Oscar Williams-Grut   

The man who built Sainsbury's Nectar card thinks supermarkets need to totally rethink loyalty
Finance3 min read

One of hundreds of Lego figures is seen by a pool as construction continues in North America's first ever Lego Hotel currently being built at Legoland in Carlsbad, California, January 17, 2013. The three-story, 250-room hotel will open on April 5.

REUTERS/Mike Blake

Tesco's Clubcard points can help pay for trips to Legoland.

Supermarkets are in a bad way, with falling sales and an on-going price war.

But in struggling to fend off discounters like Lidl and Aldi, supermarkets have overlooked one key thing, according to the man who helped create Sainsbury's Nectar Card loyalty programme - their customers.

"I'm still not convinced supermarkets know enough about their customers," Stuart Marks told Business Insider. "They need to understand what the drivers are and what makes me go to a big store when I do."

Marks managed Sainsbury's Reward Card, the precursor to the Nectar Card loyalty programme, in the 1990s. Both the Nectar Card and Tesco's rival Clubcard allow people to earn points based on the amount they spend in store. Those points can then be redeemed as money off in store or as discounts on purchases from partners.

Nectar points can be put towards things like train tickets with Virgin, while Tesco's Clubcard points can pay for cinema tickets at Odeon or days out at theme parks such as Legoland. Loyalty cards are hugely popular in the UK, with 76% of Brits carrying between one and five in their wallets.

Nectar card

Nectar.com

Examples of what your Nectar points could be spent on - pizzas, cars and coffee

Marks thinks that while these simple, point-earning cards were enough to keep people interested in the 90s, the big shops now need to do more to hang on to customers.

"They should be recognising historic loyalty in a very different way. Sainsbury's knows that I've had a nectar card for, say, 6 or 7 years so maybe they offer me a different points system to someone who's just signed up.
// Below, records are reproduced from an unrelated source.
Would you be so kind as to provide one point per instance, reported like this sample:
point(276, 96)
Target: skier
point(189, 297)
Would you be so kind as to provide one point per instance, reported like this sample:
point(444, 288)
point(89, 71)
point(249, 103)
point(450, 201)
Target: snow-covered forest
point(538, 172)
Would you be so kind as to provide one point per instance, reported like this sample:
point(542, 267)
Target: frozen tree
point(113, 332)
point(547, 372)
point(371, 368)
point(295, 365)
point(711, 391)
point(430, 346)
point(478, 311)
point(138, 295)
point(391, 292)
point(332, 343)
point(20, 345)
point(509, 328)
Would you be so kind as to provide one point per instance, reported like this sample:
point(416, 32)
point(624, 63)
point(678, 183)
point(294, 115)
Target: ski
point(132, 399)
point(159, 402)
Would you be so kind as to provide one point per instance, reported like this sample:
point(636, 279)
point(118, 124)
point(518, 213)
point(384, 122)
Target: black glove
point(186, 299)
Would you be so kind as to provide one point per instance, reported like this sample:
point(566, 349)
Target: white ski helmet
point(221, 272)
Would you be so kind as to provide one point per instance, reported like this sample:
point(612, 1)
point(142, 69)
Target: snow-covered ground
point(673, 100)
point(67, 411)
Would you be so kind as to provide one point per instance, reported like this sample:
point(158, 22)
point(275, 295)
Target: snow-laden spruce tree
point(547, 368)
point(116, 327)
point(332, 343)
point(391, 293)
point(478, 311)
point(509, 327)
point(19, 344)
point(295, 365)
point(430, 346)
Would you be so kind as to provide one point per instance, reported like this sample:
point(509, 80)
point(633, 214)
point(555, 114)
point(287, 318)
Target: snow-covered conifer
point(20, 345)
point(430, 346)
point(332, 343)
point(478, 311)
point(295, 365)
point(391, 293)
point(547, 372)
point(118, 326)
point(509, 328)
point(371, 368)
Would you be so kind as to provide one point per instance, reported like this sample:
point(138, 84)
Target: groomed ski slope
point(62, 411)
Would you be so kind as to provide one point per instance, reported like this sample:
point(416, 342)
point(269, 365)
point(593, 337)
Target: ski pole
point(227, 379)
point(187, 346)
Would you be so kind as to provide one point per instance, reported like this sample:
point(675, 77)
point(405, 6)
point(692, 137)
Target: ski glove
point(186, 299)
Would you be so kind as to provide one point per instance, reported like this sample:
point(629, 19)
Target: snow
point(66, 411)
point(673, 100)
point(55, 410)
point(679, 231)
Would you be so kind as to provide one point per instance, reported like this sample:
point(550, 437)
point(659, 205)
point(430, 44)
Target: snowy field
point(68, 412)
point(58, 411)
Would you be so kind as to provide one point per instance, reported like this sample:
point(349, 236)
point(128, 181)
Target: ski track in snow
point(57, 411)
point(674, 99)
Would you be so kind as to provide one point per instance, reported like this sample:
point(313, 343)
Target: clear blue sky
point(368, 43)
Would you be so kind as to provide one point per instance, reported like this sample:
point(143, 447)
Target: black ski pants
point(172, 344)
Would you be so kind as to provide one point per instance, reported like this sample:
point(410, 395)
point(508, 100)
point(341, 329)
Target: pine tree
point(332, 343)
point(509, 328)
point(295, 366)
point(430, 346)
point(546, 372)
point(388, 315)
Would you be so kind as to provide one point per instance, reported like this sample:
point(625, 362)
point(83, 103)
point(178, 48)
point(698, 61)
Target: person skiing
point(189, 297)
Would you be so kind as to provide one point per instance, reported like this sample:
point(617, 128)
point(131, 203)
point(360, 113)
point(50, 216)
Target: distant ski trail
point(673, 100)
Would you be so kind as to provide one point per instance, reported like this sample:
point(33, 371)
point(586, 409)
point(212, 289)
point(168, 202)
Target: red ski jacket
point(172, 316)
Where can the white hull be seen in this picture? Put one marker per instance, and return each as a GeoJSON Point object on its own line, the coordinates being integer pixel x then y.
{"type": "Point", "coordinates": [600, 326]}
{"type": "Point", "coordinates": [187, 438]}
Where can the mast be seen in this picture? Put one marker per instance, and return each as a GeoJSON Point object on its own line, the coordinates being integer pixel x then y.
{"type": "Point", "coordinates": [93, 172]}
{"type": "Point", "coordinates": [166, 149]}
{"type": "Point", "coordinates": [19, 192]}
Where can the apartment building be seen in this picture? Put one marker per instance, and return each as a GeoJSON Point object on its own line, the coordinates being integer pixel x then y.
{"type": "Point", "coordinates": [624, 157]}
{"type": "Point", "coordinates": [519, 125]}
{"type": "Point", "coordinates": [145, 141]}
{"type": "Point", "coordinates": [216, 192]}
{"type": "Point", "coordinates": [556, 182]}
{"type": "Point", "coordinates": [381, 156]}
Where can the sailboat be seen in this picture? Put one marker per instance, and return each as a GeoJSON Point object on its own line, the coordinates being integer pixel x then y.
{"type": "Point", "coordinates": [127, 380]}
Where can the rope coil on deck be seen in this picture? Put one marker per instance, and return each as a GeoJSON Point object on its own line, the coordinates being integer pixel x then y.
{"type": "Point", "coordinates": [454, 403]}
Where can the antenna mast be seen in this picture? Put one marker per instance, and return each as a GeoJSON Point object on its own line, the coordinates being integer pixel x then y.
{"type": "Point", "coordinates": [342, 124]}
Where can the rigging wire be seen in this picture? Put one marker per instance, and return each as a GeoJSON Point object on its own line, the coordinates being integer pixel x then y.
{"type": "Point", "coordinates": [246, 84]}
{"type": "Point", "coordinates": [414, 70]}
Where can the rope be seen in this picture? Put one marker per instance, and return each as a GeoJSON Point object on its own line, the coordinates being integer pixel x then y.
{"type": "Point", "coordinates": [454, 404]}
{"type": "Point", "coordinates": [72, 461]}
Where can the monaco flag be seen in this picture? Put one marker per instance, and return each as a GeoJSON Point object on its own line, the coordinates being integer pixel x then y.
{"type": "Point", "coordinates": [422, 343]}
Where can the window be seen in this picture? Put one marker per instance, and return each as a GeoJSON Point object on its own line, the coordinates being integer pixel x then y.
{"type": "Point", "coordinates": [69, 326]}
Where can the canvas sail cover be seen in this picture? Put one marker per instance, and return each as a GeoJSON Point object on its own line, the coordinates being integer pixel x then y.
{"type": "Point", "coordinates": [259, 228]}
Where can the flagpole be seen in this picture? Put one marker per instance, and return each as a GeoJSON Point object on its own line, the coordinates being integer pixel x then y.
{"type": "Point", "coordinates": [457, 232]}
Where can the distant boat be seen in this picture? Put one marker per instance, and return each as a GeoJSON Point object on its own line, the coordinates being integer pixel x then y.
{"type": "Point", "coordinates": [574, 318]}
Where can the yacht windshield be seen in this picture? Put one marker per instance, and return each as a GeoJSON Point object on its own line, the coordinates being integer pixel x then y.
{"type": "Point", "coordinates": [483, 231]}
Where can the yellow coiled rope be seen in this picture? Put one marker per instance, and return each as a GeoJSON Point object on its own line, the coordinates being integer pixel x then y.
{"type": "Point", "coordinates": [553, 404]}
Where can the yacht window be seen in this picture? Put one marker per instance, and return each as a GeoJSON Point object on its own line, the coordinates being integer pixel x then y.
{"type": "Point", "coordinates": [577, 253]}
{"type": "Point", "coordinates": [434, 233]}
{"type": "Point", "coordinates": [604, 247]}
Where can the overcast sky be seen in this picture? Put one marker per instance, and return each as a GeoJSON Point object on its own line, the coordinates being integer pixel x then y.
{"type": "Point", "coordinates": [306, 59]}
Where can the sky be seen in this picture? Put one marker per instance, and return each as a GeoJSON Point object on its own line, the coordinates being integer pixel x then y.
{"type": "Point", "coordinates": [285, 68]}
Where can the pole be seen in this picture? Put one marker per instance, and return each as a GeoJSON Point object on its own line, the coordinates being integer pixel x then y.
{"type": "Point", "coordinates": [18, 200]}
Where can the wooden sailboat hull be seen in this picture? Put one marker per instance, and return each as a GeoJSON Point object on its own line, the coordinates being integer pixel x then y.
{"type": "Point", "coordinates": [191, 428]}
Maybe there ought to be a fast-track lane for the check-out. (Waitrose does a self-scanning, fast-track checkout for customers signed up to their loyalty card service).

"We all like to feel important and at the moment I think these guys take our loyalty for granted."

Sainsbury's arguably did just that when, in April, it halved the number of Nectar points it gave customers, cutting the rate from 2 per £1 spent to just 1. Sainsbury's also scrapped Nectar points for using your own bag.

Marks currently runs John Lewis' tech accelerator 'JLab', which provides cash and advice to retail technology start-ups, and he believes retailers should be using technology to take advantage of the boom in data.

Supermarkets could pitch more tailored offers to customers and provide better customer service, picking up on things like card machine errors and contacting people when there's a drop off in shopping activity to find out why. "It's all in the data, that's what it's going to boil down to," Marks says.

It's not just the supermarkets who are missing a trick. Marks says: "I was on a BA flight from Heathrow to Manchester. It was 1 hour delayed and the last time I did that flight it was 45 minutes delayed. I'm a gold card holder. Now they know that I've now been significantly delayed twice and in an age of big data I'm so surprised they're not flagging that up and getting someone to call me and just say sorry. It doesn't cost them anything.

"I don't think big business is using big data half as well as they should be."